John may be one of the few scholars today who has actually read these one thousand books. He is certainly one of the few who have heeded Lady Philosophy’s advice to keep them in the mind rather than on the shelf. Over the years, many visiting lecturers and Princeton audiences have been treated to demonstrations of John’s instant recall of arcane details from recondite texts. The shock that these speakers doubtless feel is merely a more public version of what readers of John’s many books and articles experience. In important published studies of the Roman de la Rose, Chaucer’s Troilus and Criseyde, Bellini, Christopher Columbus and Franciscan literature, and in the forthcoming studies of Ovid, the wife of Bath, and the 16th-century Portuguese poet Luis Vaz de Camoes. John’s method is no less than to place texts in their world-historical framework. Often focusing on a single detail – a rabbit, a donkey, the word “ambages,” the figure of Reason – John uses that extraordinary library of the mind to illuminate not only the literary and historical influences, but also the intellectual and spiritual world within which these details are formed and transmitted. In doing so, he has not only transformed, and in some cases established, the study of important medieval and early modern texts, he has also demonstrated the force of the Biblical and medieval belief that the world is not made up of several, or even a thousand, books. John’s work has shown that even the deep classicism of a writer such as Chaucer is a mere reflection of deeper typology: the world itself as the single book entrusted to our care.
In concrete and practical ways, John has taught us much about the care of books. Fourteenth-century bibliophile and bishop Richard de Bury once remarked that “we exercise an office of sacred piety when we treat books carefully” – a sentiment John has taken to heart by making or repairing books on his antique home printing press. A master rebinder, John has saved many a book from the carelessness of other readers. Fans of John’s Daily Princetonian column cannot forget the great solicitude with which he approaches this old world craft, as when proudly notes that he won a bid for a purple leather miniskirt, or just the right shade and texture, to clothe a rescued book.
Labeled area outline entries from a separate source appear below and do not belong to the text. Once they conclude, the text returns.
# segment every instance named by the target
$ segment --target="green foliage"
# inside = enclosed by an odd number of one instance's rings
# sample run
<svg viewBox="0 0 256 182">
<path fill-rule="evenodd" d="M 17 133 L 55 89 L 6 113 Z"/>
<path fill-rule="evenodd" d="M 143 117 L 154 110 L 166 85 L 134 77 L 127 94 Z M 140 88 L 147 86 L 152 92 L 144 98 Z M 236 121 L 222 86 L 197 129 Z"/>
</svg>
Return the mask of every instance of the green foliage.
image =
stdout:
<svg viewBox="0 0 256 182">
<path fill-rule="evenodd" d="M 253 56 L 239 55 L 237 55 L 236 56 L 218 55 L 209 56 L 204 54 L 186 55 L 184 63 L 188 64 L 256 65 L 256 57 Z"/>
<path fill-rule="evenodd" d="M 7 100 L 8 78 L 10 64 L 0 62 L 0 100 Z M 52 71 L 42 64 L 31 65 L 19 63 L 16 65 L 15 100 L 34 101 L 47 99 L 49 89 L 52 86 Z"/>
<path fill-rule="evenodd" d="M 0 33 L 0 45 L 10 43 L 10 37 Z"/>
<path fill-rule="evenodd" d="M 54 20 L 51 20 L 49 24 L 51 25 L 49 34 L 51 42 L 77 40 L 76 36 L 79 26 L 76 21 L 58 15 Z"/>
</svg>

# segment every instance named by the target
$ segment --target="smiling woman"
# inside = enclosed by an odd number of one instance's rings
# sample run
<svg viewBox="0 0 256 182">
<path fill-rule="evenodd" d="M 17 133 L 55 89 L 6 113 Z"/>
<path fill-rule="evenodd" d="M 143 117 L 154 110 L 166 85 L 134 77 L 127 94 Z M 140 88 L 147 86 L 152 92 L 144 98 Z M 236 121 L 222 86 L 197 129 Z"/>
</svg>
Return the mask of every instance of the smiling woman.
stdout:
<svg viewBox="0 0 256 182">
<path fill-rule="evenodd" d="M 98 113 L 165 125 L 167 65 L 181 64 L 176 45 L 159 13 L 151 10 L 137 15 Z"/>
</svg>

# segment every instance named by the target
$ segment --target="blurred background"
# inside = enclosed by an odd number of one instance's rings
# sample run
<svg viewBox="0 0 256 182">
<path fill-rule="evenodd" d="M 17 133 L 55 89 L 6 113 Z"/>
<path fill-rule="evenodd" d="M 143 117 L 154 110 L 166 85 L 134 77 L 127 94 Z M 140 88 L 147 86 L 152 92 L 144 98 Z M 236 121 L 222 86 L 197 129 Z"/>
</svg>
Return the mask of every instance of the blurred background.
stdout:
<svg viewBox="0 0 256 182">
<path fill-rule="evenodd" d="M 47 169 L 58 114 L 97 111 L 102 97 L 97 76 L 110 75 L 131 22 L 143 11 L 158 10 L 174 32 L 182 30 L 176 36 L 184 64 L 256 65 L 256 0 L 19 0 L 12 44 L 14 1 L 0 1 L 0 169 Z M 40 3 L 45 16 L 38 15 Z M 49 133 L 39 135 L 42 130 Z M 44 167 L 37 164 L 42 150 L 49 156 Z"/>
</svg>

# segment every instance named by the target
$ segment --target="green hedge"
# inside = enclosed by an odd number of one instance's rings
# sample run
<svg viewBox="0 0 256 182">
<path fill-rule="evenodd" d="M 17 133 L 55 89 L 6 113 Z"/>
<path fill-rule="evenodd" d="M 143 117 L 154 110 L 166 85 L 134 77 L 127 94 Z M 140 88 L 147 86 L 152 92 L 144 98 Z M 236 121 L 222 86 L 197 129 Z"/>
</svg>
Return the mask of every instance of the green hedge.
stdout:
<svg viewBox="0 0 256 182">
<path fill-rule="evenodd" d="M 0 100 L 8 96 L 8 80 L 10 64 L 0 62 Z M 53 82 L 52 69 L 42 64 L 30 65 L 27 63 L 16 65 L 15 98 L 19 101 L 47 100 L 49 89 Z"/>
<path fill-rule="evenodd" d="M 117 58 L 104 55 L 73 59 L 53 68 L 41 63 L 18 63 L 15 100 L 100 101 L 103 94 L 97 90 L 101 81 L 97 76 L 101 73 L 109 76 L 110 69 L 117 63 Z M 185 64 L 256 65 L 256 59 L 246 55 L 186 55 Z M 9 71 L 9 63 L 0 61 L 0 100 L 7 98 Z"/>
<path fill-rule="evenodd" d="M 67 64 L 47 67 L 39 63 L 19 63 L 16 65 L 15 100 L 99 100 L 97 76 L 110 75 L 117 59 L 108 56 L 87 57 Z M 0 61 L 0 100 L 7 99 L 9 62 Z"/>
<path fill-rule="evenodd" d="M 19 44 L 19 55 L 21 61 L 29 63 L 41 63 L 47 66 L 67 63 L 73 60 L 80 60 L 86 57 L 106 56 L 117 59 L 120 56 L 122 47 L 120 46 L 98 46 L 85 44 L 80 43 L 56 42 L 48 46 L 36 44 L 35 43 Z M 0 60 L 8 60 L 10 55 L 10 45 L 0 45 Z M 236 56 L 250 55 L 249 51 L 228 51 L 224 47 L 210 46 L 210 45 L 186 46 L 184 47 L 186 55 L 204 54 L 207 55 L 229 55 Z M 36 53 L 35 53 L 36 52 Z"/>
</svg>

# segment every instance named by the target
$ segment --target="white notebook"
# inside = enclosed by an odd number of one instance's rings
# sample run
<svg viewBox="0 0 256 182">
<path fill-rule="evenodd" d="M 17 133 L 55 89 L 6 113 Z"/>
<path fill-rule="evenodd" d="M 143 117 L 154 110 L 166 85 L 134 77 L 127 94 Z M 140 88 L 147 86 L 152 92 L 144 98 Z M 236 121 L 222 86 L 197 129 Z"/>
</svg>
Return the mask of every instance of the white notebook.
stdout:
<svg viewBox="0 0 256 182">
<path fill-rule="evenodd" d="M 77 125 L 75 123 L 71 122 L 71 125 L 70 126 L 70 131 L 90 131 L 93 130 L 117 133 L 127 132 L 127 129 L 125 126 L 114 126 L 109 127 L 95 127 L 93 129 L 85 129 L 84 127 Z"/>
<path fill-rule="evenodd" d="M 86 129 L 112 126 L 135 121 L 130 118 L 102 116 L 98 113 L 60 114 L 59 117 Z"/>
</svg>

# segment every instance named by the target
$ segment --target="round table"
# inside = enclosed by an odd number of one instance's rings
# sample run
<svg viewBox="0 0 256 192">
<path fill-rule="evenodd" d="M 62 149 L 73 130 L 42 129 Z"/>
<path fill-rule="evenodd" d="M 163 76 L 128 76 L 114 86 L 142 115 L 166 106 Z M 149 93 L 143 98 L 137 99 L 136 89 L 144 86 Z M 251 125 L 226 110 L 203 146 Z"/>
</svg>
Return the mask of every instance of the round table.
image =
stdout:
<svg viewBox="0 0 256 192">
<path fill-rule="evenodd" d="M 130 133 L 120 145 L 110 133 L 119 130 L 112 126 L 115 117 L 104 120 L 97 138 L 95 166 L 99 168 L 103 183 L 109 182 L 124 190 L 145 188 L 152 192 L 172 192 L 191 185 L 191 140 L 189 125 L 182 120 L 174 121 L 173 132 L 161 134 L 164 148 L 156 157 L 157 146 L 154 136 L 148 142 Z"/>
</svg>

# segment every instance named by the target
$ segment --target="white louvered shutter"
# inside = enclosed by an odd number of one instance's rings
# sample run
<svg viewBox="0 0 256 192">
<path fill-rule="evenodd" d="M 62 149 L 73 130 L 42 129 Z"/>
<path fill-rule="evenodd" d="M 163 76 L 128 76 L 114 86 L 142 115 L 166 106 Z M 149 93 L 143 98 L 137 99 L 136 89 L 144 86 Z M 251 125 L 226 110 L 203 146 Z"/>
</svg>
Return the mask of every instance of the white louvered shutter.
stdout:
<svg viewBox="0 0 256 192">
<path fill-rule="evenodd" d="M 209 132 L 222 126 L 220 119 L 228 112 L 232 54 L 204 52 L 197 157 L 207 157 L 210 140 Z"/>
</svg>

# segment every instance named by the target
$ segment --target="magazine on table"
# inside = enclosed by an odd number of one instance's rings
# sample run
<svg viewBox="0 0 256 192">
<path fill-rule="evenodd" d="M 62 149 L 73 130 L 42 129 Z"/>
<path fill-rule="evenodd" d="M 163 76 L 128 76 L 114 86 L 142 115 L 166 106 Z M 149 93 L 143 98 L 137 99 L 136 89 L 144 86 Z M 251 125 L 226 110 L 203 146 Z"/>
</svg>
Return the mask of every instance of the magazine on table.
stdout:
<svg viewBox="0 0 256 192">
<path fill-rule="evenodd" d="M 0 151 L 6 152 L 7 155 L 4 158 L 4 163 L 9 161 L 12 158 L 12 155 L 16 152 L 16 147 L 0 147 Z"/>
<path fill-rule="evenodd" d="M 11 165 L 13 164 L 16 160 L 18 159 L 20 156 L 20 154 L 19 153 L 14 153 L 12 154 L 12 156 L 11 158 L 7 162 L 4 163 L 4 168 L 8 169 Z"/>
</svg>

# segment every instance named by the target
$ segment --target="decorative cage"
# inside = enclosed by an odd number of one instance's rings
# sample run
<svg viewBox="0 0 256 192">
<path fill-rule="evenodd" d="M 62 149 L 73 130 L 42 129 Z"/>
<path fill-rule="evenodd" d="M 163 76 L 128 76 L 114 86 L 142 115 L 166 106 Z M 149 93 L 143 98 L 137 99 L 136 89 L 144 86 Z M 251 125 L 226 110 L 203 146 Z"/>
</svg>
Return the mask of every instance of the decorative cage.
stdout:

In his own dress and demeanor, John Fleming is the very embodiment of an Ivy League professor. Maxim thought so when they asked him to pose, in silk bow tie and wool suit, for their fashion and style magazine. Ever since, this professor-turned supermodel has been affectionately known on campus as “Tweedy.” John himself has never considered himself a snappy dresser. A former student recalls this admission from John in the early weeks of his course on the World of the Middle Ages: “In the first week of class, you saw all my ties. In the second week of class, you saw all my shirts. It’s now the third week of class, and you’ve heard all of my ideas. I don’t know what we’re going to do for the rest of the semester.” World-class scholar, distinguished teacher, tireless administrator, trusted mentor, and stand-up comedian, John Fleming will be greatly missed in the halls of McCosh and on campus.